Miguel Baquero
Pocas épocas ha habido más agitadas, turbulentas y apasionantes, al fin, para los historiadores que los años intermedios del siglo I a.C. en la vieja Roma en la que, por aquel entonces, estaba dando sus últimos coletazos la republica. Es la época de la conjuración de Catilina, del encumbramiento de Cicerón; los años en que Julio César ha marchado a la Galia a dar inicio a su eterna fama y a planear la conquista del poder; los días en que en una tumultuosa Roma se pelean con las tácticas más sucias, y a menudo en combates callejeros de porras y espadas, los “plebeyos” contra los “patricios”, armados aquellos por Clodio y estos por Milón. Los días también en que por esas calles alborotadas pasea el joven poeta Catulo, muerto de amor por Clodia, la hermana del tribuno Clodio arriba citada, el jefe de los “plebeyos”.
En este marco histórico, ya de por si apasionante, es en el que la escritora Isabel Barceló sitúa esta su segunda novela histórica, La muchacha de Catulo, partiendo del supuesto más aceptado (aunque alguna vez se ha discutido, pero a fines novelísticos es perfectamente válido) de que aquella “Lesbia” protagonista de los versos del famoso poeta fuera, como se ha dicho, Clodia, mujer famosa entonces en la sociedad romana. Interpretando los poemas de Catulo que nos han llegado algo dispersos, nos narra entonces Barceló una historia, que, en su inicio, es de amor apasionado del escritor por la joven. Rechazado de pronto por ésta sin más razones que por mero aburrimiento, el sentimiento del poeta hacia Clodia se transforma al momento en un odio brutal, inmenso, que lo acaba consumiendo, aunque, para beneficio de la poesía, lo mejor y lo que ha hecho eternos los versos de Catulo sean estos del final de su vida en que desprecia, insulta, veja repetidas veces a una mujer (sea “Lesbia”, en efecto, Clodia, o sea otra) a la que, sin embargo, no puede dejar de amar. Tanto así que acaba consumiéndose por ella… o eso cuenta Barceló, porque también hay dudas sobre la fecha exacta y el modo en concreto en que murió Catulo. Pero de nuevo, y en lo que cuenta al interés novelístico, la cronología y la lógica que ha establecido la autora es perfectamente válida.

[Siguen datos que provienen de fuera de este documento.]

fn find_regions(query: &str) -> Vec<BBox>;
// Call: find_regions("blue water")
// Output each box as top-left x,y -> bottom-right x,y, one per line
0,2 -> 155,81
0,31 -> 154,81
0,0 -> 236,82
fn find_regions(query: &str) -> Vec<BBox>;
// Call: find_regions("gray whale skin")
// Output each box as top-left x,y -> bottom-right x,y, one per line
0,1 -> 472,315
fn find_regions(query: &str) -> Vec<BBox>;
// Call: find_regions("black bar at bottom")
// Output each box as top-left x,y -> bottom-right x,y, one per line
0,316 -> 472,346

Al hilo de esta historia, breve en su tratamiento (apenas cien páginas) e inmensa en su escenario —Barceló construye una Roma de la época sencillamente prodigiosa, creíble de todo punto tanto por las actitudes, como por los personajes, como por los diálogos; una Roma que, lejos de las tramoyas ampulosas a que nos ha acostumbrado el cine, se nos presenta tal cual seguramente fuera por entonces: un pueblo grande, sí, pero pueblo donde todos se conocían, murmuraban y se movían por cotorreos de vecindad—; al hilo, decía, de esta historia, la autora nos pinta a Clodia, la muchacha amada por Catulo, como una mujer que hace gala de su libertad —lo que en aquellos días era casi revolucionario— para elegir o dejar al hombre que le apetezca, para disponer de su vida sin sujetarse a los convencionalismos, para amar o dejar de amar sin necesidad de explicaciones. Lo cual lo defiende Clodia de una forma “intelectualizada”, meditada, consciente de que con ello está rompiendo una barrera, “asumida” una actitud heroica…

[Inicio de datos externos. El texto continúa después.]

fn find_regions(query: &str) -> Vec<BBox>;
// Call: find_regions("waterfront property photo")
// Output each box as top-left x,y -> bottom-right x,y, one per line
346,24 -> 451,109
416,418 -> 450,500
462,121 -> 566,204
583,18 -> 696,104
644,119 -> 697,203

Lo cual seguramente no fuese verdad. Quiero decir, las crónicas difusas (y distorsionadas, lo más probable, por intereses familiares: recordemos que Roma sería entonces no más que un gigantesco patio de vecinos) que nos han llegado de la época nos pintan a Clodia como una libertina que dicen que envenenó a su marido, que se rumorea que se acostó con no sé cuántos, que era borracha, desvergonzada… Exagerado todo, es de creer, pero lo cierto es que Clodia, obrara como obrase, en ningún momento lo haría de forma meditada, consciente de estar defendiendo una postura, de estar sosteniendo unas ideas, sino sencillamente siguiendo su natural.

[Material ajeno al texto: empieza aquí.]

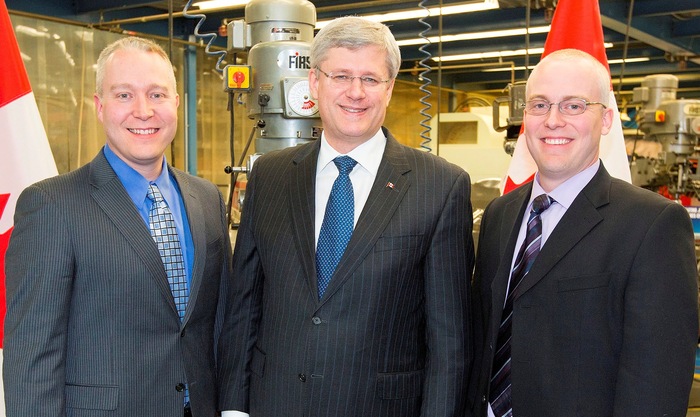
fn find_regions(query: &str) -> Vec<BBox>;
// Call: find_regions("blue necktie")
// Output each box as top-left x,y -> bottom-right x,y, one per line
489,194 -> 553,417
316,156 -> 357,300
146,183 -> 190,405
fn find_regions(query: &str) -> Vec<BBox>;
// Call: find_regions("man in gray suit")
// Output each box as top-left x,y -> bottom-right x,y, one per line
218,16 -> 474,417
470,49 -> 698,417
4,37 -> 232,417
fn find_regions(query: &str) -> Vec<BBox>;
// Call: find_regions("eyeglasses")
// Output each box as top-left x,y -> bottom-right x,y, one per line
523,98 -> 607,116
316,67 -> 392,89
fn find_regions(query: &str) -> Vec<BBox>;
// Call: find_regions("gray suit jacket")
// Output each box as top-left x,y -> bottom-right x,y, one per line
4,150 -> 232,417
470,163 -> 698,417
218,128 -> 475,417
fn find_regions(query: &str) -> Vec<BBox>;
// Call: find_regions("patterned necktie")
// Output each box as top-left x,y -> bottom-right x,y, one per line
147,183 -> 189,321
316,156 -> 357,300
489,194 -> 553,417
147,183 -> 190,406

Esa sería la verdad, estoy por decir que indudable, pero para una novela (para una buena novela como ésta) carece de importancia la verdad: Andrómaca seguramente sería una insensata, Fedra una caprichosa, Helena una tontorrona, Medea una simple psicópata descerebrada… Son los grandes escritores que han tratado sobre ellas los que, tergiversándolas, exagerándolas, las han hecho paradigmáticas. Y eso es lo que importa a la literatura. Y Barceló, realmente, ha escrito una muy meritoria novela (por lo concisa, por lo ágil, por lo documentada) y se ha ganado el derecho de hacer a su Clodia representante de las mujeres que huyen de los yugos amorosos.